Alain Sutour, responsable CGT-Transport Urbain, réagit sur tf1.fr à la baisse du taux d'alcoolémie autorisé pour les chauffeurs de transports en commun. "Un effet d'annonce du gouvernement" lance-t-il.

bus autobus grève dépôt © INTERNE

tf1.fr : Comment réagissez-vous à la mesure baissant le taux d'alcoolémie de 0,5 g/l à 0,2 g/l pour les chauffeurs de transports en commun ?

Alain Sutour : Cela illustre relativement bien les méthodes du gouvernement : seul l'effet d'annonce l'intéresse. A la veille des vacances, la crainte des accidents de transport de voyageurs lui fait prendre ce genre de mesure pour éviter de s'interroger sur les véritables problèmes et ce, sans concertation avec les partenaires sociaux.

tf1.fr : Cette mesure ne concerne pas les chauffeurs de taxi. Qu'en pensez-vous ?

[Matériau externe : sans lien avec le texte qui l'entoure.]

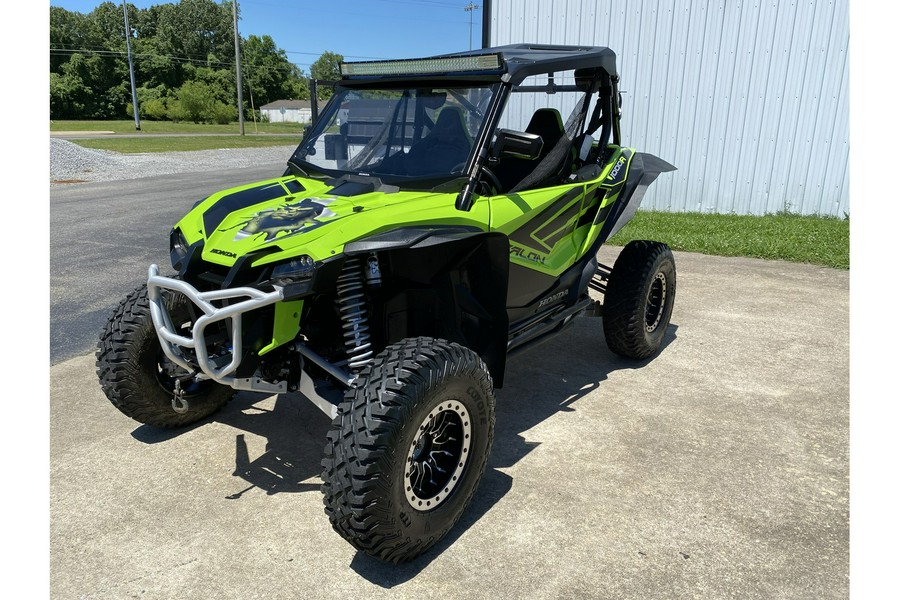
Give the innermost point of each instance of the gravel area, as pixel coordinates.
(70, 163)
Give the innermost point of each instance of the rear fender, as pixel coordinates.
(642, 170)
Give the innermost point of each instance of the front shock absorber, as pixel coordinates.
(351, 301)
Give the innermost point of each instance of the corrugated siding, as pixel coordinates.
(749, 99)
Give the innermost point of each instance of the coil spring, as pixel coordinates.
(352, 306)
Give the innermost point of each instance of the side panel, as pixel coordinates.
(540, 225)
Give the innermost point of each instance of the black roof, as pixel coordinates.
(518, 62)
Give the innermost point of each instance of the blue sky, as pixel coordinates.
(358, 29)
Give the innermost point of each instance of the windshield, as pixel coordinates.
(396, 134)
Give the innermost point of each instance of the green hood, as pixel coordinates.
(301, 216)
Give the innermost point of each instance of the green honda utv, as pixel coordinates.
(438, 217)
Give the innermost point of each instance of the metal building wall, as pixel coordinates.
(748, 98)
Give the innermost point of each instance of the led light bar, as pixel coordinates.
(483, 62)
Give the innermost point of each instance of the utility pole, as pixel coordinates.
(469, 8)
(137, 115)
(237, 63)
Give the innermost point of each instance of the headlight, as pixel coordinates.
(296, 269)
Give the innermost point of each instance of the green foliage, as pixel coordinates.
(269, 74)
(173, 44)
(327, 67)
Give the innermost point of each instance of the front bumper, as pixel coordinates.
(219, 368)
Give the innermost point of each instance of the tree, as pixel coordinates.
(268, 72)
(327, 67)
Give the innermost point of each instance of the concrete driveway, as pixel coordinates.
(718, 469)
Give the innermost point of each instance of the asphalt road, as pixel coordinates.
(104, 236)
(717, 469)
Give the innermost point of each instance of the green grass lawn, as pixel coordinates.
(183, 143)
(806, 239)
(171, 127)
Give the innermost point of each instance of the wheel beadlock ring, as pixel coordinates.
(437, 456)
(656, 302)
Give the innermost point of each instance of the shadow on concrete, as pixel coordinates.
(540, 383)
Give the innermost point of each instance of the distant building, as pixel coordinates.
(287, 111)
(750, 100)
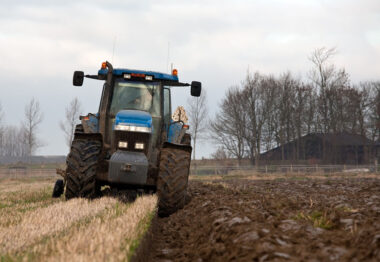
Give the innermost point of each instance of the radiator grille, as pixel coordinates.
(132, 138)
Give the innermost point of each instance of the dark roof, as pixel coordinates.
(344, 139)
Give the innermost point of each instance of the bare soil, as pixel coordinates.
(274, 220)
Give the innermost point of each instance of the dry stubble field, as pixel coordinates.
(230, 218)
(36, 227)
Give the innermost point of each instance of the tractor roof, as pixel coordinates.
(141, 73)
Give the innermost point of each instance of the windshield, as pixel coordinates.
(136, 96)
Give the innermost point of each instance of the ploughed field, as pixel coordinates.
(229, 218)
(292, 219)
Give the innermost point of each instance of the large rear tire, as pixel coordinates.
(172, 180)
(81, 169)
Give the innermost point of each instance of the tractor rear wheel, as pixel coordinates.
(81, 169)
(172, 180)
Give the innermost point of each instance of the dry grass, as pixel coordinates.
(35, 227)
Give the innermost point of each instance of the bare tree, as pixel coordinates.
(72, 114)
(228, 127)
(14, 142)
(219, 154)
(198, 114)
(33, 118)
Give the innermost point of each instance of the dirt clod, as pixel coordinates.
(277, 220)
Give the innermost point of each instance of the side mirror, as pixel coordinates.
(196, 88)
(78, 78)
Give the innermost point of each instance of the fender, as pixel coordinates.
(186, 148)
(92, 136)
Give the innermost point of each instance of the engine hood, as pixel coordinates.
(133, 118)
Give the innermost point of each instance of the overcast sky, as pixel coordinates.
(42, 42)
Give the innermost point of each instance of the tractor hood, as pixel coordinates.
(133, 118)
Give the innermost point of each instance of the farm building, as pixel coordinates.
(342, 148)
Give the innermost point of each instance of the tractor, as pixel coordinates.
(133, 142)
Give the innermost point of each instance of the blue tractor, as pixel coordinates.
(132, 143)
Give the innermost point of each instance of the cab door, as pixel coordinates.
(167, 108)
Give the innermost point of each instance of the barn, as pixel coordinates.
(318, 148)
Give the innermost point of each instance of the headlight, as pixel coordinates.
(123, 144)
(139, 146)
(141, 129)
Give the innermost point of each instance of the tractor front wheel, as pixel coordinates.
(172, 180)
(81, 169)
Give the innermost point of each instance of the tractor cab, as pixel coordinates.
(133, 142)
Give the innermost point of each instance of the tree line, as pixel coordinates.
(267, 111)
(23, 140)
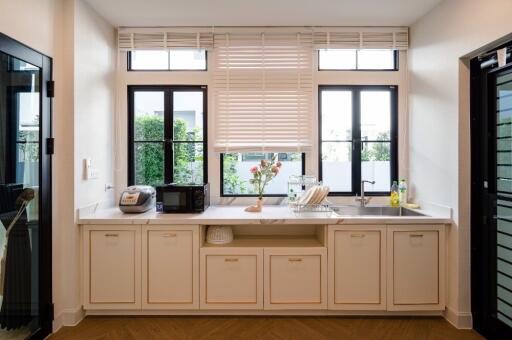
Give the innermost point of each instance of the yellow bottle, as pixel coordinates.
(394, 198)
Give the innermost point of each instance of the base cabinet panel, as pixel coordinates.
(231, 278)
(416, 263)
(170, 267)
(112, 257)
(295, 278)
(357, 268)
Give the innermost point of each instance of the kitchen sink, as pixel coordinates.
(374, 211)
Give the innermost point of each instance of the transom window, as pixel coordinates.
(167, 60)
(235, 172)
(167, 135)
(358, 138)
(342, 59)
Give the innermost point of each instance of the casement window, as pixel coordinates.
(167, 135)
(357, 60)
(168, 60)
(235, 172)
(358, 130)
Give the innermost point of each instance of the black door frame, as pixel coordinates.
(20, 51)
(483, 201)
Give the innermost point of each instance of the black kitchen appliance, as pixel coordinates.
(180, 198)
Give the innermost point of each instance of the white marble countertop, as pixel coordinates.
(235, 215)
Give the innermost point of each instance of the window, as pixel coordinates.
(358, 138)
(343, 59)
(167, 135)
(167, 60)
(235, 174)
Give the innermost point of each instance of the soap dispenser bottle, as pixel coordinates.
(394, 197)
(402, 190)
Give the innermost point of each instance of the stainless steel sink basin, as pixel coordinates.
(374, 211)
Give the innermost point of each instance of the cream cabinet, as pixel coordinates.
(231, 278)
(170, 267)
(112, 262)
(295, 278)
(416, 272)
(357, 267)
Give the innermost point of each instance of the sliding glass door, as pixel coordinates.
(25, 201)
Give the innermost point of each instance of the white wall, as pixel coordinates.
(439, 120)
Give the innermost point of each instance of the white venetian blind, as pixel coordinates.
(263, 92)
(362, 38)
(164, 38)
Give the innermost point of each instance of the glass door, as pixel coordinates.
(25, 221)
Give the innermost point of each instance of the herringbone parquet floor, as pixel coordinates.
(259, 328)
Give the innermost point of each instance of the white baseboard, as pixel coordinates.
(68, 317)
(461, 320)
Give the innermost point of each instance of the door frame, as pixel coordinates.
(23, 52)
(483, 229)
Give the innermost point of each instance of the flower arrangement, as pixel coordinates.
(264, 173)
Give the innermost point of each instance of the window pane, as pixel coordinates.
(336, 115)
(149, 116)
(188, 116)
(337, 59)
(376, 166)
(236, 172)
(149, 163)
(150, 60)
(376, 59)
(337, 166)
(375, 115)
(188, 59)
(188, 163)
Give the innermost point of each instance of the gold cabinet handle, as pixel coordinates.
(416, 235)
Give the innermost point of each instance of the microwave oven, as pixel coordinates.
(182, 198)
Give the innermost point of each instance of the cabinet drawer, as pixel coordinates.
(112, 265)
(357, 268)
(170, 267)
(232, 279)
(295, 278)
(417, 274)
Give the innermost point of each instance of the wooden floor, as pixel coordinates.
(259, 328)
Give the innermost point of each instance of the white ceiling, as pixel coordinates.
(262, 12)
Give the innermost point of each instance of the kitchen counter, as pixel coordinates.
(235, 215)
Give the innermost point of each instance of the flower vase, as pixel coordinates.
(256, 207)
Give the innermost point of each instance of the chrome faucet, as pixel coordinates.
(364, 200)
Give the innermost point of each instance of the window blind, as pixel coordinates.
(263, 96)
(164, 38)
(362, 38)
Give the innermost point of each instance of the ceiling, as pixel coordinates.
(262, 12)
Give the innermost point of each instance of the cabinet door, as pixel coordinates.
(295, 278)
(417, 275)
(112, 267)
(231, 278)
(357, 267)
(170, 267)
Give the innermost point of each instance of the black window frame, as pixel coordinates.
(356, 135)
(169, 69)
(396, 66)
(168, 127)
(222, 194)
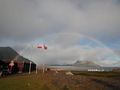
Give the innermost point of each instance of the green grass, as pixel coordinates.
(27, 82)
(97, 74)
(49, 81)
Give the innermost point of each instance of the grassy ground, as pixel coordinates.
(81, 80)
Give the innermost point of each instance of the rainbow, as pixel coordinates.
(51, 36)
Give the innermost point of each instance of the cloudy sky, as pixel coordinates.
(71, 29)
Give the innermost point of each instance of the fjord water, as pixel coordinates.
(84, 68)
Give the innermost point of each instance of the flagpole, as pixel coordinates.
(31, 59)
(43, 61)
(37, 62)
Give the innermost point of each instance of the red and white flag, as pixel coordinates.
(39, 47)
(45, 47)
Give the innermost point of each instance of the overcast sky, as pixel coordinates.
(71, 29)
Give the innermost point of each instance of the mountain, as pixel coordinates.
(85, 64)
(9, 53)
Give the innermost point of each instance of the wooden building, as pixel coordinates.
(18, 67)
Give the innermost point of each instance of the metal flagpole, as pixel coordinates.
(43, 61)
(31, 59)
(37, 62)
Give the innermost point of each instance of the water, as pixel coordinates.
(84, 68)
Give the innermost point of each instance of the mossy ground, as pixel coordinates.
(50, 81)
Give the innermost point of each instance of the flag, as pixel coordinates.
(39, 47)
(45, 47)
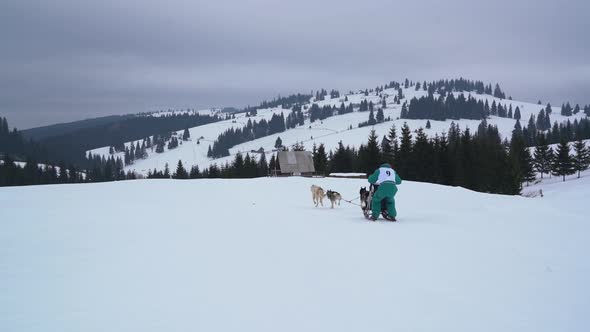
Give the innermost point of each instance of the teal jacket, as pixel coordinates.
(387, 179)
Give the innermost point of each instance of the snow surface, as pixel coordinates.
(215, 255)
(329, 131)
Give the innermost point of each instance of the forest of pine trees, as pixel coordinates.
(252, 130)
(479, 161)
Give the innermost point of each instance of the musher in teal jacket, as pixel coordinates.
(387, 180)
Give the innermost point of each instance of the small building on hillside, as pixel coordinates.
(295, 163)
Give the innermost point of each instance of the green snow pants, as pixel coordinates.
(386, 192)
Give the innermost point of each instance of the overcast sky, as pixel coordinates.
(64, 60)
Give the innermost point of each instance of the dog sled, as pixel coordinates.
(366, 197)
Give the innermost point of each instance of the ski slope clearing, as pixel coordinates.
(215, 255)
(328, 132)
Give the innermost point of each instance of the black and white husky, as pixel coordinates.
(334, 197)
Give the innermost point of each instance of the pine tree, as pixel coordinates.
(373, 154)
(372, 120)
(527, 166)
(517, 113)
(195, 173)
(180, 171)
(403, 157)
(320, 160)
(380, 116)
(543, 156)
(582, 157)
(262, 165)
(278, 143)
(166, 171)
(562, 163)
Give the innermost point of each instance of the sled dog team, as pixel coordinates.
(318, 195)
(374, 202)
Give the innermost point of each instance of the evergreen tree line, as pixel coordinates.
(32, 173)
(72, 146)
(241, 167)
(13, 174)
(567, 131)
(251, 131)
(560, 162)
(321, 113)
(13, 143)
(284, 102)
(475, 161)
(567, 110)
(295, 118)
(374, 119)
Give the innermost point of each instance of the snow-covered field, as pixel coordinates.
(215, 255)
(329, 131)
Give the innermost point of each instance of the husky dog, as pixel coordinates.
(334, 197)
(364, 195)
(317, 193)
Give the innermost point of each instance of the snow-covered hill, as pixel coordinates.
(214, 255)
(329, 131)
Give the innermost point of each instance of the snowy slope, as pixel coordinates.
(329, 131)
(165, 255)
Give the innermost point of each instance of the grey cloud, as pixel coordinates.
(64, 60)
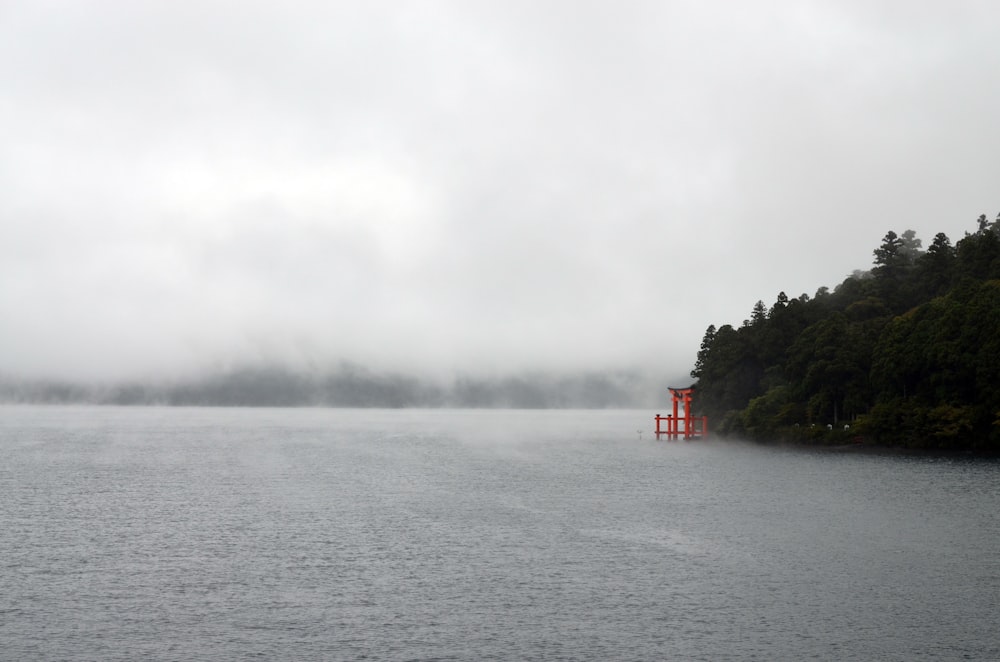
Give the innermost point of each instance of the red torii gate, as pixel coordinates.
(692, 428)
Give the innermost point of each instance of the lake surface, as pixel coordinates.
(324, 534)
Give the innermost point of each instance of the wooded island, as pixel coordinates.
(905, 354)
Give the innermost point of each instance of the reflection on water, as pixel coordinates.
(349, 534)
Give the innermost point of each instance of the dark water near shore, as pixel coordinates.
(312, 534)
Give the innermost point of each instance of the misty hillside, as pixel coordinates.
(351, 386)
(907, 353)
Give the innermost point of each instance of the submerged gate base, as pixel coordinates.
(678, 427)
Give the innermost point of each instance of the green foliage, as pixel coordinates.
(907, 354)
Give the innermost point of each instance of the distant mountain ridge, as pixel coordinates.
(353, 386)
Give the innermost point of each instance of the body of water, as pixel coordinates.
(324, 534)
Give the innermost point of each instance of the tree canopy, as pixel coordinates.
(907, 353)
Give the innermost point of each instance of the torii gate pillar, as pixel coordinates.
(692, 428)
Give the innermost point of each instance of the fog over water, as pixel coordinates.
(448, 188)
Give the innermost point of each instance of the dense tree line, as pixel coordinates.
(906, 353)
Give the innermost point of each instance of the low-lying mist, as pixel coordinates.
(351, 385)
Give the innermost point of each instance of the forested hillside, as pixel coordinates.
(907, 353)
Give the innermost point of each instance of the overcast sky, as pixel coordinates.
(465, 186)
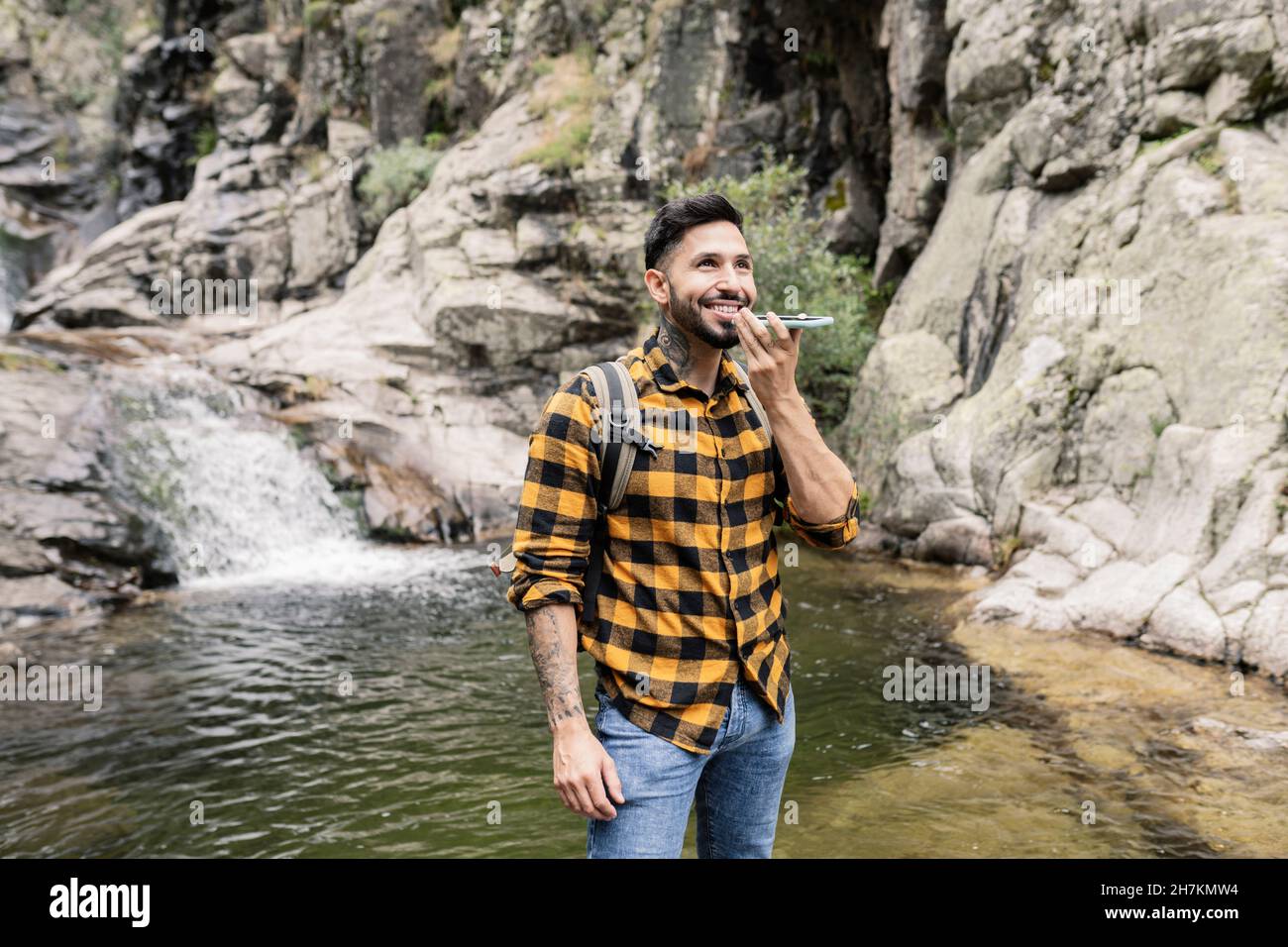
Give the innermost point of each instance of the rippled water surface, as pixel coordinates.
(227, 731)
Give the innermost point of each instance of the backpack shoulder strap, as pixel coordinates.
(755, 403)
(613, 389)
(618, 403)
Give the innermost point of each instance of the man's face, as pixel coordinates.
(709, 279)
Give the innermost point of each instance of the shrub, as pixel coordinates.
(394, 176)
(790, 250)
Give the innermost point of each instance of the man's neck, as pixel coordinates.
(694, 360)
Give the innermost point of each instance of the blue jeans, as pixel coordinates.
(737, 787)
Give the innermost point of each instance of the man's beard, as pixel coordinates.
(688, 317)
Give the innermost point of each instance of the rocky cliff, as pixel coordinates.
(1082, 379)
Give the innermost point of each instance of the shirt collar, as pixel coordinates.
(668, 380)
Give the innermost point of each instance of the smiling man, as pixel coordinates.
(690, 633)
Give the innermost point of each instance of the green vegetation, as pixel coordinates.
(397, 175)
(1149, 145)
(795, 272)
(566, 101)
(1207, 158)
(1005, 551)
(13, 361)
(320, 14)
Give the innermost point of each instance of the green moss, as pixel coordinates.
(320, 14)
(1207, 158)
(836, 200)
(566, 151)
(394, 176)
(795, 272)
(1150, 145)
(13, 361)
(1005, 551)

A.S : Je trouve cela totalement discriminatoire dans la mesure où elle ne concerne qu'une partie des professionnels du transport. En outre, en Ile-de-France, cela ne changera rien puisque les chauffeurs de la RATP sont déjà astreints à un taux zéro par l'entreprise. La seule différence résidera dans un contrôle policier et non plus interne.

tf1.fr : Quelles solutions préconisez-vous ?

A.S : L'élément fondamental en ce qui concerne les accidents routiers est la fatigue. Il aurait mieux fallu s'atteler à améliorer les conditions de travail et de sécurité des conducteurs en leur garantissant par exemple des temps de pause. Dans le même état d'esprit, l'amélioration obtenue avec la baisse du temps de travail a fait chuter le nombre d'accidents. Et aujourd'hui, la transposition d'une directive européenne va à l'encontre des avancées obtenues.